La compañía Triumph Engineering Co Ltd nace en el año 1937 en Londres, Inglaterra gracias a Jack Sangster. Después de su cierre en 1983 esta franquicia experimentó un relanzamiento como Triumph Motorcycles, de la mano de John Bloor.

La lista de productos de la empresa británica comprende varios modelos de moto, entre las cuales pueden listarse algunos que ya son clásicos, como la Daytona 750, Daytona 1000 o Trophy 900 y algunos otros de facturación reciente, como Tiger 900 y la Triumph Thunderbird.

La marca se caracteriza por el uso de un propulsor bicilíndrico paralelo y un falso carburador capaz de esconder la inyección electrónica secuencial. Aunque el sistema de refrigeración de las motocicletas Triumph es por aire, el auge creciente del Cafe Racer ha hecho que regrese el refrigerado por agua, como una modificación adicional.

Aparte, a esto se le añaden accesorios, tales como faros para la niebla, cambios en el tubo de escape, rediseños en el manillar y muchas otras modificaciones que compartían un objetivo en común: brindar al usuario una experiencia única e irrepetible.

Cómo mantener tu moto siempre a punto

Al igual que cualquier otro medio de transporte, las motos necesitan un cuidado específico para estar siempre en buen funcionamiento. Aquí se mencionan algunos de los más comunes, y con los cuales siempre es bueno iniciar durante cualquier visita al mecánico.
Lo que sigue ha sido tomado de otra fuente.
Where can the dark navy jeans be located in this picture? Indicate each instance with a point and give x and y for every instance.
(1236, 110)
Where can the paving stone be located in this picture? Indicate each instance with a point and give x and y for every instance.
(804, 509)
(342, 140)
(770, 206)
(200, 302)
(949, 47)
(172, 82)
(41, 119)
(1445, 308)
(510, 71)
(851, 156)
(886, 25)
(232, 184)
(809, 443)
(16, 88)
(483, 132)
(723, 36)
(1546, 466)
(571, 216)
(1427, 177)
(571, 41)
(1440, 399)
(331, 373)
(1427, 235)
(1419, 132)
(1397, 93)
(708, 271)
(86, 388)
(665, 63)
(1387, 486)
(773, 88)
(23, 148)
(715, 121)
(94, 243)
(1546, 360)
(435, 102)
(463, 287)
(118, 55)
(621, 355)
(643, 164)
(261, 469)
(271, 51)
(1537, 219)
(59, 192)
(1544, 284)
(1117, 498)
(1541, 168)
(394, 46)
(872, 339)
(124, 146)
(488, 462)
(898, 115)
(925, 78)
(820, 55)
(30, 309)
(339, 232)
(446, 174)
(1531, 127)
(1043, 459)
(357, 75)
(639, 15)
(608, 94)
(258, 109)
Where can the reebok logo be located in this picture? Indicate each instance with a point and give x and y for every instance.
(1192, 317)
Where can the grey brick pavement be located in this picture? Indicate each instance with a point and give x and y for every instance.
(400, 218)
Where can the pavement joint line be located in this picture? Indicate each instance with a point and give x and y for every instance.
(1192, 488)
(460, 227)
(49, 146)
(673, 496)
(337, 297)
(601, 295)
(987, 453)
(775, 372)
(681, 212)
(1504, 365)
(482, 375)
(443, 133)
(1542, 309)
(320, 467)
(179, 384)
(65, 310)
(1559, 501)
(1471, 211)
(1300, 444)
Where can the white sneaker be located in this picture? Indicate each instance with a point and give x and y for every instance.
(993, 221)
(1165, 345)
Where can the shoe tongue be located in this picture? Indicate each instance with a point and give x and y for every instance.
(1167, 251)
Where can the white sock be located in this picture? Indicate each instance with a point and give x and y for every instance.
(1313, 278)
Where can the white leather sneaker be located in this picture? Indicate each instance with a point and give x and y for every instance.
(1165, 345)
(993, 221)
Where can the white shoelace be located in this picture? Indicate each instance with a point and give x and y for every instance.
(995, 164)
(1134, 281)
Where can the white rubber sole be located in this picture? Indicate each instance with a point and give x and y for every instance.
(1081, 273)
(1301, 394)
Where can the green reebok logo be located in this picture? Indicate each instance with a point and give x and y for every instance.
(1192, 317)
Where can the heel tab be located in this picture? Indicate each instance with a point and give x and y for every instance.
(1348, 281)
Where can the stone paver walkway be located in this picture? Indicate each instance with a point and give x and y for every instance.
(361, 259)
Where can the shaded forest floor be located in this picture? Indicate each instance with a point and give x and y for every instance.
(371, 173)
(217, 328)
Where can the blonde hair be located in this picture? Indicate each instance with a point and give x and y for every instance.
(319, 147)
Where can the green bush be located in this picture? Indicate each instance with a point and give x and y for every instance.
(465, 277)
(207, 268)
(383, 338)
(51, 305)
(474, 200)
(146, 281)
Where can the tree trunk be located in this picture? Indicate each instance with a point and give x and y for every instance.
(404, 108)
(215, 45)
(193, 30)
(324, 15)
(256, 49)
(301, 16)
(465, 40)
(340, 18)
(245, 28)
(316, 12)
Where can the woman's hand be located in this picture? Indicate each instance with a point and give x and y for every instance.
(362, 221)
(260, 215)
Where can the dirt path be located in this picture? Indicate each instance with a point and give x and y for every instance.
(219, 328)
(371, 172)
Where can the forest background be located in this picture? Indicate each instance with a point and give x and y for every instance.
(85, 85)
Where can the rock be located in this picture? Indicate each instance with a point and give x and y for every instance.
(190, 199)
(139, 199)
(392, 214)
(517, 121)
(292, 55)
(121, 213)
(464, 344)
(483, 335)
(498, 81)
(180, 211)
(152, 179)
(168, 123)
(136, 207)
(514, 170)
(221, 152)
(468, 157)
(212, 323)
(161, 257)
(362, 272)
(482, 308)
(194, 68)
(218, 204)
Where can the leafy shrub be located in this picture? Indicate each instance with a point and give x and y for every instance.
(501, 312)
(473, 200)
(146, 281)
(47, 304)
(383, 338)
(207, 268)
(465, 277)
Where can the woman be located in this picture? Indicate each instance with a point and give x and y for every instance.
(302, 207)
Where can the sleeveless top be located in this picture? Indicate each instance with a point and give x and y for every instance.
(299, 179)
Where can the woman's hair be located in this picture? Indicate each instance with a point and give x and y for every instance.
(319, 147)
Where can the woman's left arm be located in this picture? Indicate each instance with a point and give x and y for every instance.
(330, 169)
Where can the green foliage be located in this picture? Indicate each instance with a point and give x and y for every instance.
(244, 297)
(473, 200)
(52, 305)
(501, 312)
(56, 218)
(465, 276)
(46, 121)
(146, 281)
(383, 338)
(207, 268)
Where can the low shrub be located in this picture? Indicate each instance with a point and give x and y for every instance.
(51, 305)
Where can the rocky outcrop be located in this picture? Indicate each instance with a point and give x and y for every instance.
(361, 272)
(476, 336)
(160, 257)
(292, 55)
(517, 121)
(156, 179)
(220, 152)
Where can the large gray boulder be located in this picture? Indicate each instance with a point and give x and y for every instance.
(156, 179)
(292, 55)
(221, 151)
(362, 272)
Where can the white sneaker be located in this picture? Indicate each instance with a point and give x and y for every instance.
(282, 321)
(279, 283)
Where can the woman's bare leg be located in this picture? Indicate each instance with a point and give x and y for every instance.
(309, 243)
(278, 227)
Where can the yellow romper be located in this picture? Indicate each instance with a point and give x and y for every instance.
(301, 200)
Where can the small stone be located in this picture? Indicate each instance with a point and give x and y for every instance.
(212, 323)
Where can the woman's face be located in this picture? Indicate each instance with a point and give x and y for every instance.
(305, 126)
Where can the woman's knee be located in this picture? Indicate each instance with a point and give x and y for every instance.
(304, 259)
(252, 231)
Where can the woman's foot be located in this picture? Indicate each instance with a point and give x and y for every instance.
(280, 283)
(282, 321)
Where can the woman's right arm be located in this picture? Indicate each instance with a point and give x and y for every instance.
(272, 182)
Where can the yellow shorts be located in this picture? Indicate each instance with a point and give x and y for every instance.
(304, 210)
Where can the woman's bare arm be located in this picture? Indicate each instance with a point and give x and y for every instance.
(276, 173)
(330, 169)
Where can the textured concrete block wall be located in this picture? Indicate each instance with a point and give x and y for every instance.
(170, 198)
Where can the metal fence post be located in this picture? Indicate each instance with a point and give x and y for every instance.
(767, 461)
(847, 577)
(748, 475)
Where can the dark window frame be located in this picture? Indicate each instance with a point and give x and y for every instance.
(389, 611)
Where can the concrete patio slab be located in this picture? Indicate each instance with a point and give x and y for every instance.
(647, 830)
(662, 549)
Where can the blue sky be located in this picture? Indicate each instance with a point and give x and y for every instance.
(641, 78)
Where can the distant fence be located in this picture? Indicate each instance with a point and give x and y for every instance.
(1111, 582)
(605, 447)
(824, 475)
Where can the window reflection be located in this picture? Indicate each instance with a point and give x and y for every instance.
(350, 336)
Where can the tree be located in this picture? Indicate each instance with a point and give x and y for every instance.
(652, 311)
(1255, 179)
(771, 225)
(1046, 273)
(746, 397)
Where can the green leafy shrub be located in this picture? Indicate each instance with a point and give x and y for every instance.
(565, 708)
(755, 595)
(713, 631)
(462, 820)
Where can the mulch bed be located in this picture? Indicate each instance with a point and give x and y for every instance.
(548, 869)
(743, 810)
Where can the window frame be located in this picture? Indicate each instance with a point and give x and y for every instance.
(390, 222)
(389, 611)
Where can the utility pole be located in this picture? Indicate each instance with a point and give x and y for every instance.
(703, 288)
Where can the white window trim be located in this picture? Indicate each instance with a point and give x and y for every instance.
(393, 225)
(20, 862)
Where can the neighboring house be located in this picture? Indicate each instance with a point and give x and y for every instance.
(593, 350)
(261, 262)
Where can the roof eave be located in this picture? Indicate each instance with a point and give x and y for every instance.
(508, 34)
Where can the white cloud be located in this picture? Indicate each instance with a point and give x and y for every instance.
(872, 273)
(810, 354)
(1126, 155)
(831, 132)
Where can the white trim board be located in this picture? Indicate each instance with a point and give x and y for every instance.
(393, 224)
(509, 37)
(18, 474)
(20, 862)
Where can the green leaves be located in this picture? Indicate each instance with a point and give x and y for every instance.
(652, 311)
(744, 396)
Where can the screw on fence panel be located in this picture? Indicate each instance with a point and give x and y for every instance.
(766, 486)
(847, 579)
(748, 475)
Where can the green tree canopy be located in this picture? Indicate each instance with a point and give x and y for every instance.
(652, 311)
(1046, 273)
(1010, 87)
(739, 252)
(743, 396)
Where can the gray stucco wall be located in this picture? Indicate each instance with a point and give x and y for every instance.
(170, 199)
  • Revisión del sistema de frenos. Esto permitirá saber el estado en el cual se encuentran detectar cualquier fallo.
  • Inspección del motor, así como del sistema de refrigeración y carburación.
  • Fallos en la pintura, estructura externa o cualquier otro aditamento que incluya accesorios. Como por ejemplo, cambio de espejos o cualquier aplicación en los asientos.

Como se puede ver, el Cafe Racer más que representar una moda o subcultura también se trata de un estilo de vida. El encanto de los años 50 y 60 está más vigente que nunca, especialmente a la hora de rememorar un pasado que refleja dos aspectos importantes, como son la rebeldía y el ansia de libertad. Sobre todo en este modelo de motos que parece haber llegado para quedarse. El mito británico en dos ruedas parece dar un mensaje claro y contundente a través de todos sus diseños: We are on the road again.